Lorsque le test de neuro-modulation n’a pas été efficace, d’autres thérapeutiques en cours d’évaluation peuvent être envisagées. Sont en évaluation ; le renforcement du tonus de base du sphincter interne notamment dans les incontinence au gaz et les incontinences nocturnes par l’application de radiofréquence ou l’injection de gel, techniques identiques à celles développées pour le traitement du reflux gastro-œsophagien. Lorsque les moyens de remplacement ou de renforcement sphinctérien sont un échec ou non indiqués, il reste l’intervention de Malone. L’objectif de ce procédé est la création d’un conduit permettant la réalisation de lavements coliques antérogrades. L’incontinence fécale est invalidante car elle ruine la propreté intime des patients.
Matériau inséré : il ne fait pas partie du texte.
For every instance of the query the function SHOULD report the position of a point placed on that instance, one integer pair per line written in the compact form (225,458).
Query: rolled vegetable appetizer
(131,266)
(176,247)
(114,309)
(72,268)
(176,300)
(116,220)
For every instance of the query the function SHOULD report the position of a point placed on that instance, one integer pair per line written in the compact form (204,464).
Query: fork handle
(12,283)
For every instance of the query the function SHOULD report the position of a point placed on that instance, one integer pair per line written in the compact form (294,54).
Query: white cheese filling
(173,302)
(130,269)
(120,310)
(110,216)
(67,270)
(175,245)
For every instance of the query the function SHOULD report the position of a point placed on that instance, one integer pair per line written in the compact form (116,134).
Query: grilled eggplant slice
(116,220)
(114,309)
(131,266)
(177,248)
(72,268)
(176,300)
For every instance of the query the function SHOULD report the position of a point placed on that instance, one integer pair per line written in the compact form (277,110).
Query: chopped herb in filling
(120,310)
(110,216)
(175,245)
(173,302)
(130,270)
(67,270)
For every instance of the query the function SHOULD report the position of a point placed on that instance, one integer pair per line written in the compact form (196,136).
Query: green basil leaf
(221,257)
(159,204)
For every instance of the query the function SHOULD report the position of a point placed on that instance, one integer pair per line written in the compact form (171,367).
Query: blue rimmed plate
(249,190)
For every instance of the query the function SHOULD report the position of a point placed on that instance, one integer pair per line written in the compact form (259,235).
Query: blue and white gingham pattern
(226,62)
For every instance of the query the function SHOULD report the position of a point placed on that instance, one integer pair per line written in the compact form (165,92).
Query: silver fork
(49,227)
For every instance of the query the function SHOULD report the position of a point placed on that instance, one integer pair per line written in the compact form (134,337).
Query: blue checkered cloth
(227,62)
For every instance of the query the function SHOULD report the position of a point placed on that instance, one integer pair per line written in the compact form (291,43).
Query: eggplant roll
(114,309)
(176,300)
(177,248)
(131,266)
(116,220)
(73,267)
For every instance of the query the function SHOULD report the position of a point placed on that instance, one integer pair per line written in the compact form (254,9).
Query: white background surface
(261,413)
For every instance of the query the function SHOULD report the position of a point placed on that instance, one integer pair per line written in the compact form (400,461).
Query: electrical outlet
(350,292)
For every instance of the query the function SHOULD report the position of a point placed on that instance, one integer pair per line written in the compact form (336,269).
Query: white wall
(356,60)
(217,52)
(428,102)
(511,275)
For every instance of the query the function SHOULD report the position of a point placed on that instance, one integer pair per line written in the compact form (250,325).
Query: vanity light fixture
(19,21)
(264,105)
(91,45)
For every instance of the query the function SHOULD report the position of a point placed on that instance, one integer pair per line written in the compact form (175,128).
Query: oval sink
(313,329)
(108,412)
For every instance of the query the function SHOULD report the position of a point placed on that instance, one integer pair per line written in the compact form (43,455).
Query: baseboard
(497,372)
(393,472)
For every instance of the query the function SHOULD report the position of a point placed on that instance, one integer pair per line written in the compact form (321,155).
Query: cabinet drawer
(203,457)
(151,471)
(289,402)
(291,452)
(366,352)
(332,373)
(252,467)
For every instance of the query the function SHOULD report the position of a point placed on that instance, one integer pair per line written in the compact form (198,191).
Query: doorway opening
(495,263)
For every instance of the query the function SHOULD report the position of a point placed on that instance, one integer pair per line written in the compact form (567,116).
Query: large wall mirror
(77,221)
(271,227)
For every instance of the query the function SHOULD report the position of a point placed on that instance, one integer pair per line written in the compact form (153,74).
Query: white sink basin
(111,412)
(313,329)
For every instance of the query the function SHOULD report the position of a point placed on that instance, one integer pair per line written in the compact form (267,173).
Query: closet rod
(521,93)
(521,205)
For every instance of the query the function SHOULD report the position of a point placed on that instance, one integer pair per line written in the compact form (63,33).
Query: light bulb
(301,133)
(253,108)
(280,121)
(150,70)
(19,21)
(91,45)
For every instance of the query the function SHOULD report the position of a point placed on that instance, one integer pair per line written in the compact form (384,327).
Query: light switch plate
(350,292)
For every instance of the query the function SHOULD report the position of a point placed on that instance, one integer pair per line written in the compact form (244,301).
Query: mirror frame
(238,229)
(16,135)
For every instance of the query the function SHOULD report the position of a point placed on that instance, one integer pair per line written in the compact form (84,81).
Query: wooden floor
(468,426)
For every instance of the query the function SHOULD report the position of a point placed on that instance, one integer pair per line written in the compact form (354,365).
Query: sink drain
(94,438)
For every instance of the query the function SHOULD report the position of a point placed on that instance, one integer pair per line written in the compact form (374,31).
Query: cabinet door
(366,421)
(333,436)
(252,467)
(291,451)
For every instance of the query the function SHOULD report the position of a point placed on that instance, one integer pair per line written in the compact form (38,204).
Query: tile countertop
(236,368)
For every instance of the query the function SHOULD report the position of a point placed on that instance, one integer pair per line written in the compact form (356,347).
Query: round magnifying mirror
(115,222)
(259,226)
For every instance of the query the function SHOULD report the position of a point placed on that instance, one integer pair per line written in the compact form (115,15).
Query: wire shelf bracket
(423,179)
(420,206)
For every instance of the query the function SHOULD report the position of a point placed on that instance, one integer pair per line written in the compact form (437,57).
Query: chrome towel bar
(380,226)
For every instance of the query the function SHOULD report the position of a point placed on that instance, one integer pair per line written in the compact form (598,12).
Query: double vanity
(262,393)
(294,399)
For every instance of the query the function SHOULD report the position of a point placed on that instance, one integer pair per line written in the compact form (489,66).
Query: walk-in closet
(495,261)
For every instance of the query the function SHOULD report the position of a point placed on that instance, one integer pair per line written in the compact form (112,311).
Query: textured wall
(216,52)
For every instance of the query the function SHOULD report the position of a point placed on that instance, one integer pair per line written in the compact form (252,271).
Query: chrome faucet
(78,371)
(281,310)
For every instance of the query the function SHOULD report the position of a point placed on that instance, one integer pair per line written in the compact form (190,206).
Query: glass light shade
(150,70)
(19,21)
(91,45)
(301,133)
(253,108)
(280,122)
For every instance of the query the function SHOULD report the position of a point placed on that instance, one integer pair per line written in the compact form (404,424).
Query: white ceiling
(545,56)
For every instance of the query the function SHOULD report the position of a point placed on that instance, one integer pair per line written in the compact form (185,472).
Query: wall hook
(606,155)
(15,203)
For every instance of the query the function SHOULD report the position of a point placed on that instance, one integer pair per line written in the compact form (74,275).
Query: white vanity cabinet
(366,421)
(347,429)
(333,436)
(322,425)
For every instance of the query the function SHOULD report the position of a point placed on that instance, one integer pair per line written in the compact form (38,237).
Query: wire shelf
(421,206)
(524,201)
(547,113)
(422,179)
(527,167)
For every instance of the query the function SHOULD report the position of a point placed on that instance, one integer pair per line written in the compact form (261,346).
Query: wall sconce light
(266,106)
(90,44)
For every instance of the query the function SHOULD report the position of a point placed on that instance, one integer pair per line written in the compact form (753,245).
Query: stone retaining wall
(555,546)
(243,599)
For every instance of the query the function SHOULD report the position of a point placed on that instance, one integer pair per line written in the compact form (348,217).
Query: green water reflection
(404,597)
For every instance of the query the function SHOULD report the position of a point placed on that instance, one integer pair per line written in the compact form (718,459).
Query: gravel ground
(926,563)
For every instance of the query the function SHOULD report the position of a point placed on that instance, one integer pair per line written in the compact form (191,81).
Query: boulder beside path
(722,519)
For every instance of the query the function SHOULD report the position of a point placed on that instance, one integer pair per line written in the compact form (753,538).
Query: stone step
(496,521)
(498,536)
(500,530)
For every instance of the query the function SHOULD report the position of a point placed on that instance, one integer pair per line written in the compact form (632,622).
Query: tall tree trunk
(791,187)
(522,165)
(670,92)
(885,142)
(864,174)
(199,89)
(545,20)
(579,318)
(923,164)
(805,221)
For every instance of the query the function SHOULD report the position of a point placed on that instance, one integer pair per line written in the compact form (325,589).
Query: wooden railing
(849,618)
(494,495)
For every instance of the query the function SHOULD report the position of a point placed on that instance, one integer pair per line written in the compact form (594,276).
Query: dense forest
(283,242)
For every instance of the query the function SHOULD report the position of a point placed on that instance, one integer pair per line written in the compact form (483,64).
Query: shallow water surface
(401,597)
Tenter d’éviter ces accidents par des lavements transanaux est le plus souvent un échec et le plus souvent ils sont rapidement abandonnés. En revanche, la réalisation d’une évacuation descendante du colon qui se fait en une trentaine de minutes et assure une propreté périnéale pour 48 heures est dans la très grande majorité des cas acceptée et réalisée efficacement, ce d’autant que la stomie créée pour l’accès à l’intestin n’est pas productive. Cette solution est bien adaptée aux incontinences passives et aux incontinences actives n’ayant pas pu être corrigées par les autres procédés thérapeutiques.

Le recours à une colostomie excluant le passage transanal des selles constitue la solution ultime qui doit rester l’exception.